The risks are already showing up. Fellow.ai's own survey found that 47% of active notetaker users have experienced a notetaker recording or sharing something they didn't intend to be captured. Researchers at Arizona State University found that third-party notetaking and transcription apps are dramatically overpermissioned on platforms like Zoom. Per their published findings, 40% of notetaking apps requested all available permissions, more than any other app category studied.

The more organizations record, the larger the organization's risk profile becomes. Meeting transcripts can contain some of the most sensitive information in the business, often aggregated in a single searchable location. As attorneys Darrell Fruth and Victoria Hartmann of Smith & Anderson noted in a legal review of AI notetakers, "Cloud-stored recordings are attractive targets for cyberattacks. A breach could expose confidential business strategies or privileged legal discussions." The same rich, organizational quality that makes recorded conversations valuable for AI makes them equally valuable to bad actors.

Then there are the legal liabilities. Attorney Jacob Rucker flagged the discovery considerations: "Recordings are discoverable.

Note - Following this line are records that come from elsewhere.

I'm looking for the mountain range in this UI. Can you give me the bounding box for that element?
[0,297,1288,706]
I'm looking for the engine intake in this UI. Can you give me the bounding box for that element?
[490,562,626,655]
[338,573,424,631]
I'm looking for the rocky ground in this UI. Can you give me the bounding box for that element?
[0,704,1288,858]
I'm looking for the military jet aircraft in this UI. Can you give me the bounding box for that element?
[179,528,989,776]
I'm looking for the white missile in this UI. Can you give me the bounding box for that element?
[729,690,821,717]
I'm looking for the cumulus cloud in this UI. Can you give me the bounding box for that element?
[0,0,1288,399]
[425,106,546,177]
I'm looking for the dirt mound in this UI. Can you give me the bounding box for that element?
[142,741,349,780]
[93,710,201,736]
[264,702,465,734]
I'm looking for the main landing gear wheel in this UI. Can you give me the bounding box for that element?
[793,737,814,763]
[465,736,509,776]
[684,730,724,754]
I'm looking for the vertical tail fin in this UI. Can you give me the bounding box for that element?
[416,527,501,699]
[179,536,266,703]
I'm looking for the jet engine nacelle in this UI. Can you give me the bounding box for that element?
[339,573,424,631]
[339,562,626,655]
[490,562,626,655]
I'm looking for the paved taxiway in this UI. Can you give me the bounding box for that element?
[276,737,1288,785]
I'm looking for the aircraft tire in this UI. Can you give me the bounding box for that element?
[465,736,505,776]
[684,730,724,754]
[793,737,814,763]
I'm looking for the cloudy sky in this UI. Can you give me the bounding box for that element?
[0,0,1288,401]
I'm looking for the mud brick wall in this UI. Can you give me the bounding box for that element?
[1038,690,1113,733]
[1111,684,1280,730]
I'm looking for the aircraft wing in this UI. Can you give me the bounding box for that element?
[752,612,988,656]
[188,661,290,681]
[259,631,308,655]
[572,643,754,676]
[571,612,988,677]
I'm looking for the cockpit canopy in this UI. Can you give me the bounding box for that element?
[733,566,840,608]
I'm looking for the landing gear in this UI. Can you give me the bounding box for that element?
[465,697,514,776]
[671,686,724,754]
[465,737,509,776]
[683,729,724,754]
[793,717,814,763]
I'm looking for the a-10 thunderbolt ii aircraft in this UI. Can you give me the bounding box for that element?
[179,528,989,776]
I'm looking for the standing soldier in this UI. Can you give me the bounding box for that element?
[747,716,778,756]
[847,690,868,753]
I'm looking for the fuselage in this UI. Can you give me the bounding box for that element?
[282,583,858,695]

If it exists, opposing counsel can request it." Attorney Robert Baker pointed out the resulting exposure: "When you get a regulator requesting all summaries, transcripts, recordings, etc. of all communications related to X, do you really want to review x thousand AI transcripts or have a regulator reviewing them?" Viewed in this light, every transcript creates another potential record that may need to be preserved, produced, or defended in the event of litigation or regulatory scrutiny.

Record with judgment

Rucker offered guidance for CIOs trying to make sense of competing pressures. "Record everything is good advice. Record everything with judgment is better advice," he wrote. The question is what judgment looks like at scale, across thousands of employees, dozens of meeting types, and a vendor ecosystem where products arrive through individual downloads rather than IT procurement.

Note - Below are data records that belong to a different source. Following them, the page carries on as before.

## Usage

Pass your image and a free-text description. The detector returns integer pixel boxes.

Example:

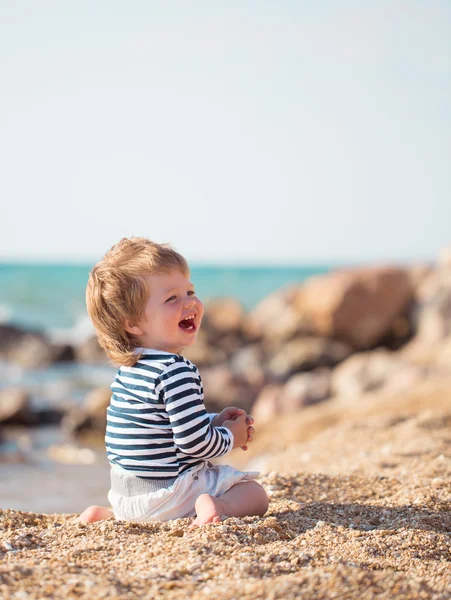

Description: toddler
[79,238,268,526]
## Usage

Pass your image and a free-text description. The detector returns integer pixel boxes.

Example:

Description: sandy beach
[0,388,451,600]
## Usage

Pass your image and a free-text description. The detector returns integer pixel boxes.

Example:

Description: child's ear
[124,319,143,335]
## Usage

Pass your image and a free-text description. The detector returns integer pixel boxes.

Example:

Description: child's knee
[250,481,269,515]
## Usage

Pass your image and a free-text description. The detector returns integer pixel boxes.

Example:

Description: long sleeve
[156,360,234,459]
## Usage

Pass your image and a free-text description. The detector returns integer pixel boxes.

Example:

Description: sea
[0,263,331,343]
[0,263,331,513]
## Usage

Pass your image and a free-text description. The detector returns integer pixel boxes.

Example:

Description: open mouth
[179,315,196,333]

Gleb Gordeev, founder of the AI agent consultancy Kodebusters, laid out the core governance questions every organization needs to answer. "What gets recorded? Where does it live? Who can search it? Which meetings are off limits? How long is it kept? What can agents do with it? What must stay human-only?" These questions resemble the governance decisions organizations already make around email, document management, customer records, and knowledge bases. The difference is scale. Every recorded conversation creates another stream of enterprise data, often containing strategy discussions, customer information, employee conversations, and operational decisions in a single file.

How CIOs can respond

For CIOs, the practical response combines policy with infrastructure. Broaded recommended a minimum viable governance structure that includes "an approved-vendor list with nothing else permitted, a clear prohibition on notetakers in privileged and confidential meetings, an external-meeting consent protocol in writing, transcript retention limits, and an escalation path for when a notetaker shows up unexpectedly in a meeting where it shouldn't be." The model is block-and-provide: use security tooling to enforce an approved vendor list, while giving employees a sanctioned, enterprise-grade alternative so demand doesn't route underground.

Haber is right that this infrastructure is being built whether companies are paying attention or not. The challenge for CIOs is deciding how much visibility, control, and governance they'll have over it. Those who get ahead of it will own the outcome. Those who don't will find the outcome owned by a regulator, opposing counsel, or a breach report. Getting the balance right, on a technology already this widespread, is the job right now.